DA A CIASCUNO IL SUO A TODO MODO: IL SODALIZIO CON ELIO PETRI

Nel 1967 Volonté interpreta il prof. Laurana in A ciascuno il suo, il film che Elio Petri dirige dal romanzo di Luigi Sciascia, e che getterà le basi per un sodalizio molto fecondo tra i due, che ha come punta di diamante Indagine su un cittadino al di sopra di ogni sospetto (1970) dove veste i panni dell’indimenticabile dirigente di polizia in quello che è considerato uno dei più celebri film italiani a sfondo politico-giudiziario, vincitore dell’Oscar come Miglior Film Straniero, con la colonna sonora passata alla storia di Ennio Morricone. Scrisse Massimo Mida sulla sua interpretazione: È l’unico attore italiano che può stare alla pari – come forza espressiva, come grinta, come presenza sullo schermo – dei grandi attori anglosassoni moderni, Bogart, Brando e Burton.”  Uniti anche dalla reciproca necessità di coniugare cinema ed impegno politico, Petri e Volonté si ritroveranno in altri due capolavori del nostro cinema: La classe operaia va in paradiso, per il quale l’attore ottiene una menzione speciale al Festival di Cannes per la sua interpretazione dell’operaio Lulù, e Todo modo (1976), dove veste i panni di un personaggio ricalcato quasi mimeticamente sulla figura di Aldo Moro: film censurato, incompreso, maledetto, che segnerà la crisi del cinema politico italiano e la fine del rapporto tra Petri e Volonté.

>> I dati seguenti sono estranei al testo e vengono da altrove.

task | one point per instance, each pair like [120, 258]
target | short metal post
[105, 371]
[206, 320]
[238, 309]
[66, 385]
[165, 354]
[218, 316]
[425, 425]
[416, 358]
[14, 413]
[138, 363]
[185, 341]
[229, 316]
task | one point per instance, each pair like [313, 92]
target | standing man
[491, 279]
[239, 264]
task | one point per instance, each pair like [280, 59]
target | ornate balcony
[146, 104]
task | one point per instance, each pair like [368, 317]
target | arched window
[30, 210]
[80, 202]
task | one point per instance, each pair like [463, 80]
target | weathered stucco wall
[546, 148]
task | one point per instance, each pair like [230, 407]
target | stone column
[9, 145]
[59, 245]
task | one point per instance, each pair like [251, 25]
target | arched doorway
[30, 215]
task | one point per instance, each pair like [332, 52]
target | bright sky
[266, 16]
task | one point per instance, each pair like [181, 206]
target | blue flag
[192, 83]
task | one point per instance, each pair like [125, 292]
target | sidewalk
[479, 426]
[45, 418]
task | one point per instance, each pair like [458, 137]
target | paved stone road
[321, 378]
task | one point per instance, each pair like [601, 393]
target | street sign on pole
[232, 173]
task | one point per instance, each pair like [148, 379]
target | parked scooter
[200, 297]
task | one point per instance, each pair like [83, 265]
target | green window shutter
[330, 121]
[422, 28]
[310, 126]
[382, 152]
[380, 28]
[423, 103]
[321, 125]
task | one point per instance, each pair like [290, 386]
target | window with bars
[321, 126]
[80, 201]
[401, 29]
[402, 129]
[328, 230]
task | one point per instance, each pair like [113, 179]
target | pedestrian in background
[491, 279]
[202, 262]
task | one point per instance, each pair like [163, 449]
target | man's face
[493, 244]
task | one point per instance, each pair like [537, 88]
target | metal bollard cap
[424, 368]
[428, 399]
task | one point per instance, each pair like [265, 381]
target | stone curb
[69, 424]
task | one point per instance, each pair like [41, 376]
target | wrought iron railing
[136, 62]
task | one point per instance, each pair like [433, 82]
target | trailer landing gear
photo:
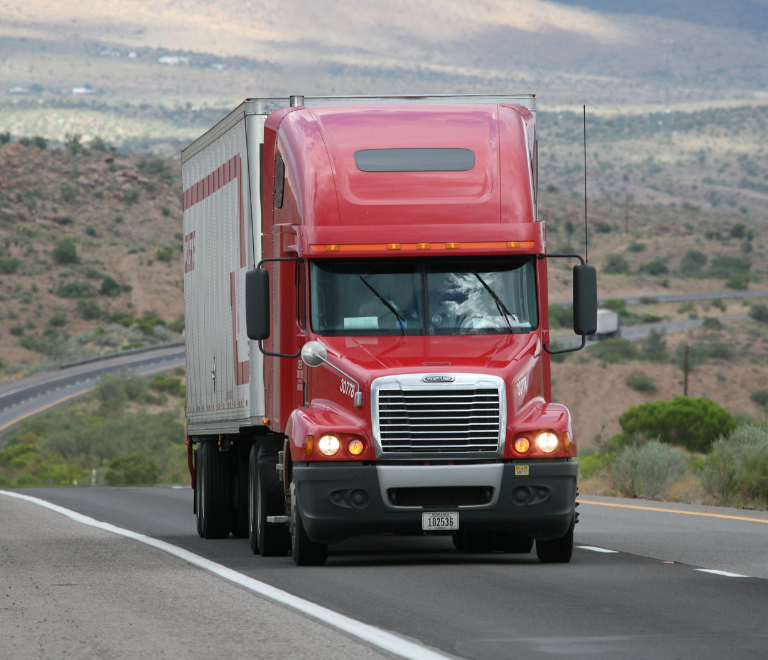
[305, 551]
[266, 499]
[212, 491]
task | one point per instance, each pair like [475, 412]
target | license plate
[439, 520]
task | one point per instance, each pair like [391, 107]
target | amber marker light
[355, 447]
[522, 445]
[546, 442]
[329, 445]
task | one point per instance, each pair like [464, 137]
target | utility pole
[668, 45]
[626, 214]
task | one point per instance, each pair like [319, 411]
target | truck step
[276, 520]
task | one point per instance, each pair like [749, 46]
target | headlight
[546, 442]
[522, 445]
[329, 445]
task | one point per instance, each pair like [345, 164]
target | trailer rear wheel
[268, 499]
[557, 551]
[305, 552]
[214, 501]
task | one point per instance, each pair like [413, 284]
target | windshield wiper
[388, 305]
[499, 304]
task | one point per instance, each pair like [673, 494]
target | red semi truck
[367, 332]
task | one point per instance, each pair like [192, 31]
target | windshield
[473, 295]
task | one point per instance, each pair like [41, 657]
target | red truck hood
[367, 358]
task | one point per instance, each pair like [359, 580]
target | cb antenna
[586, 231]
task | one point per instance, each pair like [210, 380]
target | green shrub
[76, 289]
[615, 351]
[68, 192]
[760, 397]
[691, 423]
[9, 266]
[132, 470]
[65, 252]
[660, 466]
[109, 287]
[759, 313]
[737, 468]
[131, 195]
[692, 263]
[88, 310]
[615, 264]
[641, 382]
[165, 254]
[655, 267]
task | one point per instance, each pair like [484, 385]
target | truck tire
[513, 543]
[214, 501]
[305, 552]
[557, 551]
[240, 490]
[268, 495]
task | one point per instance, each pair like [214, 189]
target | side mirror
[313, 354]
[584, 299]
[257, 319]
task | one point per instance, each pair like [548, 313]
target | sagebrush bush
[691, 423]
[737, 467]
[648, 470]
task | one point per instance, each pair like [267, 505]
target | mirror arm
[358, 398]
[567, 350]
[562, 255]
[261, 347]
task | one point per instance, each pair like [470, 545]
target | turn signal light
[522, 445]
[329, 445]
[355, 447]
[546, 442]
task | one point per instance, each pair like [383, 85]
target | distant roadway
[647, 580]
[30, 396]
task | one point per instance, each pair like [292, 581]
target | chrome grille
[450, 420]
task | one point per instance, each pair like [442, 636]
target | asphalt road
[26, 397]
[629, 603]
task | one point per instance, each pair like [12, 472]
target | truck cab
[399, 305]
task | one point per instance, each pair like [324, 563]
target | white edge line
[714, 572]
[370, 634]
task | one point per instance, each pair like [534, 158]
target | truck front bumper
[339, 501]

GLI ANNI ’70: CINEMA COME IMPEGNO CIVILE

Negli anni ’70 Petri è all’apice della sua carriera e viene definito da Francesco Laudadio: “il più grande attore del suo tempo.” È il cinema di impegno civile quello in cui trova la sua massima espressione, in film come Uomini contro di Francesco Rosi (1970), Sbatti il mostro in prima pagina di Marco Bellocchio (1972), Giordano Bruno di Giuliano Montaldo (1973), Ogro di Gillo Pontecorvo (1979), Cristo si è fermato e Eboli, di Francesco Rosi (1979). Oramai attore corteggiato anche dal cinema internazionale, è diretto anche da Jean-Pierre Melville al fianco di Alain Delon ne I senza nome (1970), prende parte all’esperimento di cinema marxista Vento dell’est (1970) di Jean-Luc Godar e del Gruppo Dtziga Vertov, recita al fianco di Michel Piccoli, Jean -Louis Trintignant e Jean Seberg ne L’attentato di Yves Boisset (1972).

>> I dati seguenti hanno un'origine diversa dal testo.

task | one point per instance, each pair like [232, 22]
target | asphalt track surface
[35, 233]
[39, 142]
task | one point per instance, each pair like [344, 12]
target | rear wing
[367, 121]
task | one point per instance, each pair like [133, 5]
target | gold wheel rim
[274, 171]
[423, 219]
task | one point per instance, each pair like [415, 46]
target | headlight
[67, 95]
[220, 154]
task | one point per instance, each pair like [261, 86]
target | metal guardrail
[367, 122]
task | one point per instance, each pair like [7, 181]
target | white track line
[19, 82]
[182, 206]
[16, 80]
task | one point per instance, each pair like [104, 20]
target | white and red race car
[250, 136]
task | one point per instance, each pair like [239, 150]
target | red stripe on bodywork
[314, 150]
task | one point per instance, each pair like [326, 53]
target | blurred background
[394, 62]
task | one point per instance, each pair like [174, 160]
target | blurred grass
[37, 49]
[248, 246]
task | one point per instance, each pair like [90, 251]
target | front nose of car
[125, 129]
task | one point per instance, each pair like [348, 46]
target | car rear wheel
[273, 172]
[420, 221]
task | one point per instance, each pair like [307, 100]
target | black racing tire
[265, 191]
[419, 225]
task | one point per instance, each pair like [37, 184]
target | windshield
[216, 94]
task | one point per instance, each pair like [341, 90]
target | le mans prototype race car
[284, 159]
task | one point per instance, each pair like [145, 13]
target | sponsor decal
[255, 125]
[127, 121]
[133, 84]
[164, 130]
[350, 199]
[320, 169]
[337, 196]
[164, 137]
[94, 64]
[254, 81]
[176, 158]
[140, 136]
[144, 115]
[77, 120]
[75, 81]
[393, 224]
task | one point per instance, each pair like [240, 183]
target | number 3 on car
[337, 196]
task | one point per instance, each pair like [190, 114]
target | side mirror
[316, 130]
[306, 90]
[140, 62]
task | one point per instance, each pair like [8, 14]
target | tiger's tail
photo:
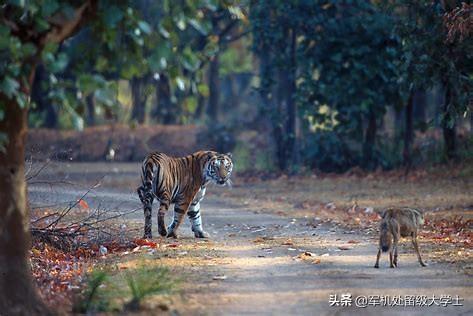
[385, 238]
[145, 191]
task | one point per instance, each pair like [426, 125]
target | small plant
[87, 301]
[147, 281]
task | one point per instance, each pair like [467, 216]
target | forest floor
[289, 245]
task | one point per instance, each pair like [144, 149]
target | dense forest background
[285, 85]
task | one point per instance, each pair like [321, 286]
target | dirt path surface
[270, 264]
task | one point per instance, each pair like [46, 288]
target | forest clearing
[282, 245]
[233, 157]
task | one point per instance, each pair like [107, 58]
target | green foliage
[353, 60]
[88, 302]
[145, 282]
[108, 291]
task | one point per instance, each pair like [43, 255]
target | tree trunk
[200, 107]
[448, 125]
[214, 89]
[292, 144]
[90, 103]
[17, 293]
[408, 132]
[419, 105]
[370, 138]
[138, 99]
[165, 111]
[38, 97]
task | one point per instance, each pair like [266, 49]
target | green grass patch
[124, 290]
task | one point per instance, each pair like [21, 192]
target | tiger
[182, 181]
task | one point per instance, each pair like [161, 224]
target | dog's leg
[416, 247]
[395, 244]
[376, 265]
[391, 265]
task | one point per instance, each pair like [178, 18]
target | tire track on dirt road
[263, 274]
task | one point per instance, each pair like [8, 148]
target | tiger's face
[219, 168]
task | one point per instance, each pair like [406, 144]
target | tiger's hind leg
[146, 197]
[163, 208]
[195, 217]
[180, 210]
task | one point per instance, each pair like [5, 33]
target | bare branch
[63, 27]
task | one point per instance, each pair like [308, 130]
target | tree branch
[63, 27]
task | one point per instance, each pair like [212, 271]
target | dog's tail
[385, 238]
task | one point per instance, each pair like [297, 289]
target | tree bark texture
[17, 293]
[139, 100]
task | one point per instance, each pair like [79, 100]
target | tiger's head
[218, 168]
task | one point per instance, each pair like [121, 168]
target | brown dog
[396, 223]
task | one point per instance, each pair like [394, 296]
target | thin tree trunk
[17, 293]
[165, 111]
[370, 137]
[408, 132]
[214, 89]
[38, 97]
[292, 145]
[448, 125]
[138, 99]
[90, 103]
[200, 107]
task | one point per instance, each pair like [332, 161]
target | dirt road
[277, 265]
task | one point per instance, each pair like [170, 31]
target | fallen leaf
[288, 243]
[83, 204]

GLI ULTIMI ANNI: LA CRISI DEL CINEMA POLITICO E NELLA VITA

Deluso sia dalla politica che dal cinema, a partire dagli anni ’80 Gian Maria Volonté lavora meno e sempre meno nel cinema italiano (Il caso Moro di Giuseppe Ferrara, 1986, Tre colonne in cronaca di Carlo Vanzina, 1989), negli anni ’90 prende parte ad alcuni film minori come Il tiranno del messicano José Luis García Sánchez, e ci lascia nel 1994, stroncato da un infarto sul set de Lo sguardo di Ulisse di Theo Angelopoulos.